Should let be generalized?

I came across this paper proposing that Let Should Not Be Generalized (TLDI 2010, Vytiniotis, Peyton Jones, and Schrijvers).

While generalisation for local let bindings is straightforward in Hindley-Milner, we show that it becomes much more complicated in more sophisticated type systems. The extensions we have in mind include functional dependencies, GADTs, units of measure, and type functions. The only technically straightforward way to combine these developments with let-generalisation has unpalatable practical consequences, that appear to be unavoidable.

I'm actually fairly convinced by this. Among other things, it provides a fairly clear path to eliminating the monomorphism restriction:

Our [] proposal completely subsumes the [Haskell monomorphism restriction] for local let bindings, so the MR would then only apply to top-level bindings. In that case the arguments for its abolition, or for generating a warning rather than rejecting the program, would become very strong. A nasty wart would thereby be removed from the face of Haskell.

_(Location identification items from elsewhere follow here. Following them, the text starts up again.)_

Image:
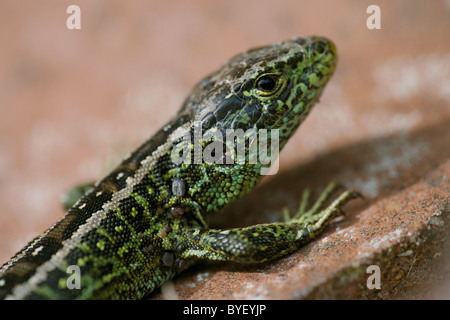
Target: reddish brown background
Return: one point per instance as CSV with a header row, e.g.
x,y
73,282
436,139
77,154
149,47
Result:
x,y
72,103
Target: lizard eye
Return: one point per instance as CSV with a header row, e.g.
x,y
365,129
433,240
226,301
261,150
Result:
x,y
267,83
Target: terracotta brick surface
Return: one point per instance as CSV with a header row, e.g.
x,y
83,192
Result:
x,y
73,102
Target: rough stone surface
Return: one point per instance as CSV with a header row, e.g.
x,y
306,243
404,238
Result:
x,y
73,103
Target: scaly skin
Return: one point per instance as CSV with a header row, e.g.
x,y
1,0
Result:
x,y
146,221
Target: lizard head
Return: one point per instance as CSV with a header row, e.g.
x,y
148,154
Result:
x,y
271,88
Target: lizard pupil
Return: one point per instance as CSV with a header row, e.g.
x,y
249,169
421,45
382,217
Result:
x,y
267,83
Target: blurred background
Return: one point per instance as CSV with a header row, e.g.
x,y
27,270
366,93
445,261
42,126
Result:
x,y
73,102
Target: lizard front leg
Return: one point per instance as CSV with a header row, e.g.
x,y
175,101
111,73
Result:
x,y
269,241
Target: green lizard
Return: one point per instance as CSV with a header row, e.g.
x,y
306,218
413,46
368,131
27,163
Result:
x,y
147,220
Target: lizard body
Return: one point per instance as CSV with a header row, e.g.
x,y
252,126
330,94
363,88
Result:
x,y
146,221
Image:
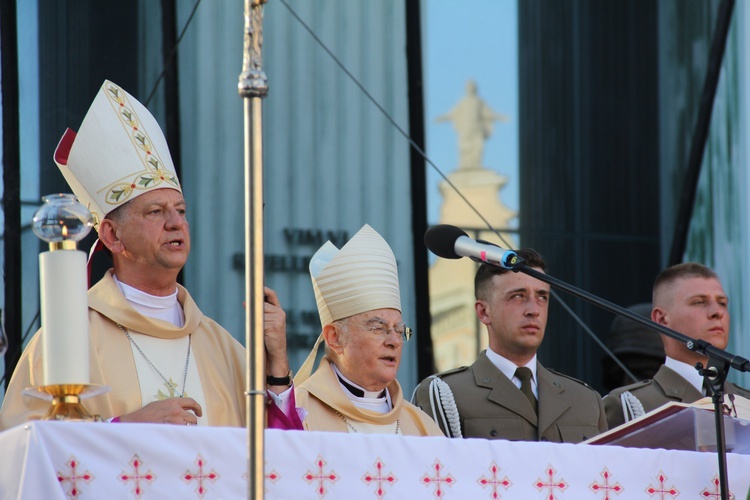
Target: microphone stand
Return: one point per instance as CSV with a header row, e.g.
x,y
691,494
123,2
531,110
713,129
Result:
x,y
715,374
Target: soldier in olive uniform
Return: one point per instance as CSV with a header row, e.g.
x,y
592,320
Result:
x,y
506,393
689,299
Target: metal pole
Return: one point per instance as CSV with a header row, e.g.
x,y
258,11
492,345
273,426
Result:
x,y
253,86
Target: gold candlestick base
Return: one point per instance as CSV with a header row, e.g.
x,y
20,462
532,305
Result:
x,y
66,400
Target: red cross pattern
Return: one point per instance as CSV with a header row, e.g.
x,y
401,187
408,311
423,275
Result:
x,y
662,490
379,479
321,477
200,476
551,484
74,478
716,493
606,488
494,481
438,480
137,476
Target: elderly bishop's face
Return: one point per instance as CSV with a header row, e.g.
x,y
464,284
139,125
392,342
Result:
x,y
370,351
154,232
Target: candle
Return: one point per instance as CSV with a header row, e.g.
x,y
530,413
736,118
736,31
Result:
x,y
64,313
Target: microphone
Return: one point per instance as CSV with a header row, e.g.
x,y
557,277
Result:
x,y
451,242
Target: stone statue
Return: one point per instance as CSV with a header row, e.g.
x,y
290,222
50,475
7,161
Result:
x,y
473,120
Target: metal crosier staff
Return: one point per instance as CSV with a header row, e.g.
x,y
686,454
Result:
x,y
253,86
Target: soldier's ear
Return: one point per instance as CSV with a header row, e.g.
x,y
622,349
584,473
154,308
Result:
x,y
482,309
659,316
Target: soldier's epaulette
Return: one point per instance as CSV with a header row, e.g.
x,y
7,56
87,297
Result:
x,y
565,375
451,371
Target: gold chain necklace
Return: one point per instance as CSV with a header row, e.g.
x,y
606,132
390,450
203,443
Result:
x,y
351,428
187,359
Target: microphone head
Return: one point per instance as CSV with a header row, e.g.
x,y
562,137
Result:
x,y
441,240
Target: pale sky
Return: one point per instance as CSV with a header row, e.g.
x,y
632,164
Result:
x,y
471,40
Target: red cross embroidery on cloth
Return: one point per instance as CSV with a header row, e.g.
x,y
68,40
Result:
x,y
73,478
662,490
379,479
716,493
201,477
321,477
438,480
494,481
606,488
137,476
551,484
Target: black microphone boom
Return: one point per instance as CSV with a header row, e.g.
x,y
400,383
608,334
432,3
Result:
x,y
450,242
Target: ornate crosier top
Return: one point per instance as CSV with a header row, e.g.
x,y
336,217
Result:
x,y
253,81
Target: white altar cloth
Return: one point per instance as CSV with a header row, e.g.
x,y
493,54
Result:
x,y
50,460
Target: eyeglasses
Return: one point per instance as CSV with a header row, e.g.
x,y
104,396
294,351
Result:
x,y
381,329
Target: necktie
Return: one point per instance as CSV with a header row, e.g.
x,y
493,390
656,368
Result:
x,y
524,375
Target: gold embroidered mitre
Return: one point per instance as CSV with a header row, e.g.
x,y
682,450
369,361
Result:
x,y
118,153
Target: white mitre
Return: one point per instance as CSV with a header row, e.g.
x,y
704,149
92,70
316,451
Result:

Are they right? Are they wrong? Has anyone laid out the case for the defense?

Comment viewing options

Select your preferred way to display the comments and click "Save settings" to activate your changes.

Outside ACM Paywall

Same paper via Microsoft Research.

None of the above

None of the options considered in that paper seem like the right one to me. I think we want full generalization over constraints, but this example should be an error:

data S a where
    MkS :: Show a => a -> S a

fs :: a -> S a -> String -- Fixed return type error from paper
fs x y = let h z = show x -- Error: No instance for Show a
    in case y of
        MkS v -> show v ++ h ()

It's not a matter of qualifying over the constraint or not. Consider this example with multiparameter type classes:

class Foo a b where
    foo :: a -> b -> Bool

instance Foo Bool Bool where
    foo x y = (x == y)

data S a where
    MkS :: a -> S Bool

fs :: a -> S a -> Bool
fs x y = let h z = foo x z -- Warning?: No instance Foo a anything
    in case y of
        MkS v -> h v -- Error: No instance Foo a Bool

This should also be an error. The type of 'h' should be 'forall b. Foo a b => b -> Bool', but the 'a' that occurs there shouldn't ever unify to Bool when the GADT is opened. Type class selection should be about choosing the instance that best matches the local pattern seen, not about global constraint solving.

Good point

At least your first example is a very insightful point. I can't be sure about the second example, but only because I don't quite understand it.

It's not immediately apparent to me how to go about specifying or implementing this rule, though. Combining that with the existing MR complexity, relatively rare use of polymorphic lets, and the fact that polymorphic lets with explicit type signatures would still work makes me wonder if the approach in the paper is just easier even though your approach would admit more programs.

Very interesting, thanks Matt.

GADTs are bizzare, type classes arent relations, and Tim's right

In the setting I'm working in, types denote sets of terms. In this setting, GADTs don't make any sense. That you can learn about one parameter by inspecting a different parameter is rather bizarre to me, unless the first parameter is dependently typed to the second. So I don't really encounter the same issues as in the paper.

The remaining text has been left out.